Fox’s programming presentation went into overtime on sports Monday afternoon. The first half of the upfront at the Beacon Theater was devoted to the network’s sports operation, which seemed to overshadow the emphasis on primetime entertainment programming.
Joe Marchese, Fox’s newly appointed president of advertising revenue, gave a wonky pitch about the vitality of TV advertising versus the unknown quantities found on Facebook and YouTube. Marchese did have some news for the crowd, however, vowing that there would no longer be conventional ad breaks in FX programming made available via streaming or other on-demand platforms.
Marchese, who is known for pushing radical changes in TV advertising, beamed as he told the crowd how gratified he was to be “bringing this type of viewer-friendly ad innovation to Fox Networks Group.” He also pointed to his own new-ness in the role of Fox ad sales chief. “This is one heck of a third day at work,” he joked.
Here are 10 other things we learned from Fox’s upfront:
1. Fox Sports kicked off the presentation to tell the crowd that “Fox will own the fall.” A rapping musical act oddly sang about Fox Sports, before Alex Rodriguez made a surprise appearance to woo ad-buyers (“I wish Fox paid as much as the Yankees,” he admitted) and yet another musical act came out in the form of a college marching band. But what we really learned is that Fox Sports announcer Joe Buck does not know how to shoot a T-shirt gun. “Where’s Rupert? That’s the only person I don’t want to hit,” Buck quipped before firing.

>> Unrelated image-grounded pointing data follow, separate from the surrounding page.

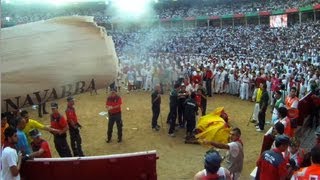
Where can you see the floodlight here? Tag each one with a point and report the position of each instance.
(131, 7)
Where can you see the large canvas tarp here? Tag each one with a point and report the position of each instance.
(51, 59)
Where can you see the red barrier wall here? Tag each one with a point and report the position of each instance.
(133, 166)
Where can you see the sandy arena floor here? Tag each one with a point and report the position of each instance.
(177, 160)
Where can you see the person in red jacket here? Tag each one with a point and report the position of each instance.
(113, 106)
(74, 126)
(312, 171)
(271, 164)
(60, 137)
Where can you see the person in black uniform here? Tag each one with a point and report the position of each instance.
(203, 93)
(190, 111)
(172, 116)
(42, 109)
(155, 101)
(182, 96)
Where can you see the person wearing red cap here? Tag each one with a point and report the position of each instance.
(60, 137)
(74, 126)
(113, 106)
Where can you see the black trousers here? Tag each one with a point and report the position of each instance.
(115, 118)
(172, 117)
(42, 109)
(262, 119)
(61, 145)
(181, 118)
(209, 87)
(191, 123)
(75, 140)
(155, 116)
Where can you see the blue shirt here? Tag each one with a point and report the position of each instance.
(22, 144)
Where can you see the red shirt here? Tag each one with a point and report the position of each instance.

2. Seth MacFarlane can sing and snark. The former Oscar host and star of the network’s new dramedy “The Orville” opened up the primetime portion of the presentation doing his pop crooner act, accompanied by a small orchestra. Of course, he delivered a Sinatra-esque tune with lyrics tailored to the upfront. “A hit is a 0.8!” he sang. “At Fox our reputation could use a little bump. Although we brought you ratings, we elected Donald Trump.” In a nod to the storm of controversy surrounding Fox News, MacFarlane introduced Fox Television Group chairman Gary Newman and Dana Walden as “the only two people at Fox who are not being sued.”
3. Fox is really pushing “The Mick.” Aside from MacFarlane singing about Kaitlin Olsen’s comedy, child actor Jack Stanton from the show got a ton of screentime during the upfront when Walden and Newman had the 8-year-old host a spoof presentation on advertising — “so easy, a kid can do it.”

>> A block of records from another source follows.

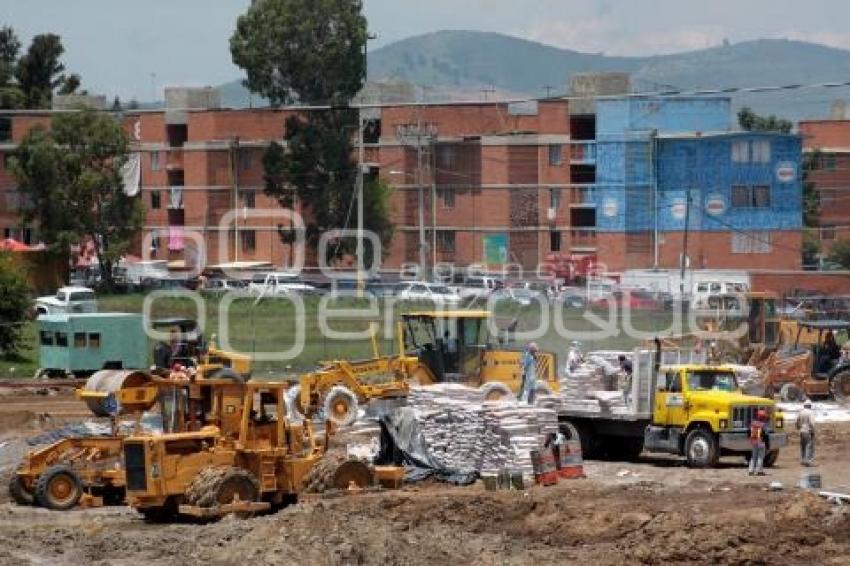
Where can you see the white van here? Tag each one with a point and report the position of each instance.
(705, 291)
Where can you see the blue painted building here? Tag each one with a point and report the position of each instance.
(660, 160)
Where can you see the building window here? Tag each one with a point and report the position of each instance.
(448, 198)
(751, 243)
(555, 154)
(828, 161)
(446, 241)
(755, 151)
(555, 199)
(761, 151)
(246, 160)
(249, 240)
(5, 128)
(249, 198)
(744, 196)
(827, 232)
(554, 241)
(740, 151)
(761, 196)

4. Fox is setting itself apart with brand partnerships. The Fox chiefs noted they are investing millions in this area “and it’s out ahead of our competitors.” Some recent examples are “Lethal Weapon” extended scenes with Microsoft products, “Star” performing on the Honda stage, an “Empire” aftershow with Lincoln, and “Empire” branded Shazam Pepsi cans to tout Jamie Foxx’s summer series “Beat Shazam.”
5. Fox hopes its Wednesday night will rival ABC’s “TGIT” block. The network aims to follow in Shondaland’s footsteps, creating a Lee Daniels-branded night on Wednesdays from 8-10 p.m. With “Empire,” followed by “Star.” Newman said that the two shows have “higher duplication than any of the Shondaland shows.” Taraji P. Henson, Terrence Howard, Queen Latifah and Benjamin Bratt showed up together to show off their new programming block. “Get ready for Wednesdays because Cookie and Carlotta are coming for ya,” quipped Queen Latifah.

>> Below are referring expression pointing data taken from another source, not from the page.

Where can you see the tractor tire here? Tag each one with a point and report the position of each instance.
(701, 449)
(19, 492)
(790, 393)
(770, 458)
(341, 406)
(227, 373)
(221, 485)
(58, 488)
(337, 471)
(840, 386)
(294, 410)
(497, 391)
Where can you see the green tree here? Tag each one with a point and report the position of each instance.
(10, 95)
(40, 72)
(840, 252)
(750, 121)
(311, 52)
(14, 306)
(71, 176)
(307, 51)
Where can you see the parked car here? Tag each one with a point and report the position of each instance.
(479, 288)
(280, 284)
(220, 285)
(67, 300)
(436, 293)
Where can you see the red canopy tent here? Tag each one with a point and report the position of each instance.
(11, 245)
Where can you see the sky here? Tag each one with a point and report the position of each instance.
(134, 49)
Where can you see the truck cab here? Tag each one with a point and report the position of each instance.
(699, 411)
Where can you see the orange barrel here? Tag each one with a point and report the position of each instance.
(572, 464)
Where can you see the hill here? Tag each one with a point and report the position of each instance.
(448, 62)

6. Fox Sports announcer Joe Buck couldn’t say enough about the sizzle of the World Series last year with the Chicago Cubs’ history-making win. Marchese joked that the sports division has “100 percent promised we would have again” such a ratings-generating fall classic.
7. Marchese took aim at Facebook and YouTube, flashing charts and graphs and comparative data. It all boiled down to: they suck at delivering measurable reach and engagement while Fox rocks. “On any given Tuesday, Fox delivers 700 Facebooks,” he said.
6. Toward the end of the presentation, as the cocktail hour approached, Fox’s in-house culinary superstar Gordon Ramsay came out to deliver fresh-baked cookies. That was much appreciated by the crowd, but the sound of paper bags being opened drowned out about five minutes of Newman’s presentation on midseason shows.
9. Fox is taking big swings with comedies again. MacFarlane’s “The Orville” is a futuristic series set on a spaceship, while Walden compared paranormal laffer “Ghosted” to “The X-Files.” Dylan McDermott, an actor not previously known for his comedy chops, plays a pilot in the sitcom “LA to Vegas.” Newman promised he’ll be “the breakout character of the season.”
10. Live from New York, it’s Fox! The network is giving live programming a big push, following last year’s Emmy-winning “Grease Live!” Coming up is a musical rendition of the beloved holiday film “A Christmas Story.” For a more adult audience, the network is also tuning up “Rent.” A quick chorus-line performance of “Seasons of Love” may have been the highlight of the upfront.